Anyhow, as BRII has to collect sample data sets from its stakeholders, I had to think on which departments or research areas would be suitable places to start from. I thought one strategy could be to shoot everything that moves and ask everyone in my mailing list! but then I would probably not get good feedback and good quality data. So I decided to choose according on type of area (depending on different characteristics) and of course on availability and will of stakeholders to contribute. As we need variety to demonstrate BRII will be able to cope with Oxford University heterogeneity I thought on the following:
  • Choose one department from each of the following divisions: Humanities, Mathematical, Physical & Life Sciences and Social Sciences. People belonging to those divisions are from different species. They will provide us with different kinds of data in terms of the kinds of research they do and also different perspectives on the needs and new uses that Research Management data can fulfil.
I have set my eyes in Phonetics Laboratory in Humanities, ComLab in MPLS and OII in Social Sciences.

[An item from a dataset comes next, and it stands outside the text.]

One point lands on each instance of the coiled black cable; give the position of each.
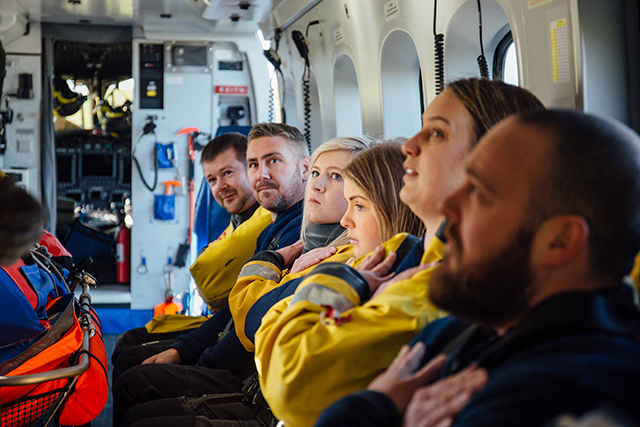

I have contacted people in the first two and I am still waiting for a response from someone in the third one.
  • As Medical Sciences are part and main stakeholder of BRII I should get more departments from that division involved. I am looking for variety here as well. In a conversation with Simon Neil, Medical Sciences Administrative Officer, he suggested I should look for clinical and non-clinical departments (I don’t understand the difference between them but I guess they do research in different ways.) He also suggested looking for departments which are using the standard divisional CMS (content management system) to develop their websites, and departments which are using different approaches. Finally, he suggested one big department and a small one. With all that I will get sample data that represent the whole division.
Here I have set my eyes in the following departments or units:
  1. Nuffield Department of Anaesthetics – smallest department in the division, no CMS
  2. Nuffield Department of Clinical Medicine – clinical department, use a different CMS, biggest department in the division
  3. Department of Physiology, anatomy and genetics – Non-clinical department, use standard CMS
  4. Department of Cardiovascular Medicine – clinical department, use standard CMS
  5. Health Economics Research Centre – They are users of ORA
  6. Babylab – they have connections with Phonetics Laboratory
  • Get data from one University College
  • Get data from one central administrative department, such as Research Services.

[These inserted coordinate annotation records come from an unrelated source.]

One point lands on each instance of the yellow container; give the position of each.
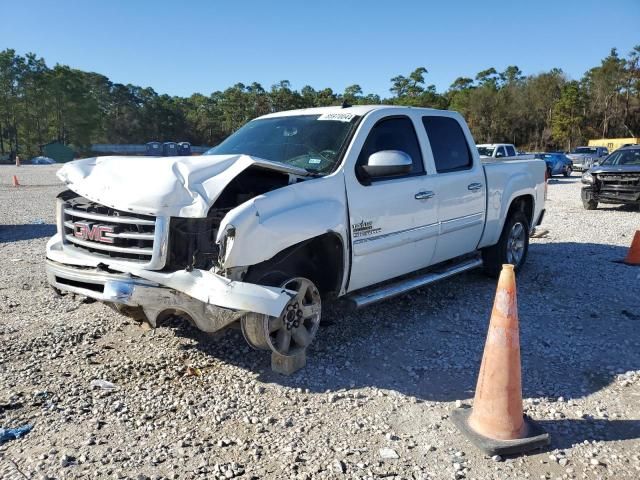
(612, 143)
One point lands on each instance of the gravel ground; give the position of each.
(374, 399)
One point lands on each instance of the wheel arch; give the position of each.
(321, 259)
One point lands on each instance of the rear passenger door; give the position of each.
(393, 220)
(461, 187)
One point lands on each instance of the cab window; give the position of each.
(394, 133)
(449, 145)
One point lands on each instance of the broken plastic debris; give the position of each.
(192, 372)
(388, 454)
(7, 434)
(103, 384)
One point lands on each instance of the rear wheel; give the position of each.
(512, 247)
(294, 330)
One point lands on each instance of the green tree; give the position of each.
(567, 115)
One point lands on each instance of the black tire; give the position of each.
(497, 255)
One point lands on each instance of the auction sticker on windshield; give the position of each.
(340, 117)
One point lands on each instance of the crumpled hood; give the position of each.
(170, 186)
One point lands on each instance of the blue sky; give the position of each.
(201, 46)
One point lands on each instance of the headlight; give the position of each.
(588, 178)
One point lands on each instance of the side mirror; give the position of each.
(387, 163)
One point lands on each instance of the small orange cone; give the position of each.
(496, 423)
(633, 255)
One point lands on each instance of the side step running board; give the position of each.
(367, 297)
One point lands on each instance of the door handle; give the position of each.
(424, 195)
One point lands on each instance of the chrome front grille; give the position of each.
(113, 234)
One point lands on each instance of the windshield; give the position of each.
(312, 142)
(585, 150)
(625, 157)
(486, 151)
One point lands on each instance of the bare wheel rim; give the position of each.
(295, 328)
(516, 243)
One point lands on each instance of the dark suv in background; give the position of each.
(615, 180)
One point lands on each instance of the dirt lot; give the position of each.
(384, 377)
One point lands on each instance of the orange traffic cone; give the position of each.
(633, 255)
(496, 423)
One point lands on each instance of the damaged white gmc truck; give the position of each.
(293, 209)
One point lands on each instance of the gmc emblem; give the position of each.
(95, 233)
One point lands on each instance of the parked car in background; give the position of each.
(583, 158)
(615, 180)
(557, 163)
(42, 161)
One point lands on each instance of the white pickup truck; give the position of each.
(293, 209)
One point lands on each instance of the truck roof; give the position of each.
(493, 145)
(355, 110)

Now, I am sending emails to people working in those areas, introducing myself and the BRII project. I am first asking for a quick face-to-face or telephone conversation to inform them about the project and the possible ways that each area could get involved. I am talking about interviews and online surveys but I will explain that in another post. I have followed Simon Neil’s advice and contacted departmental administrators and research facilitators. They are people who have an overall view of their areas; they know people and may have access to some data.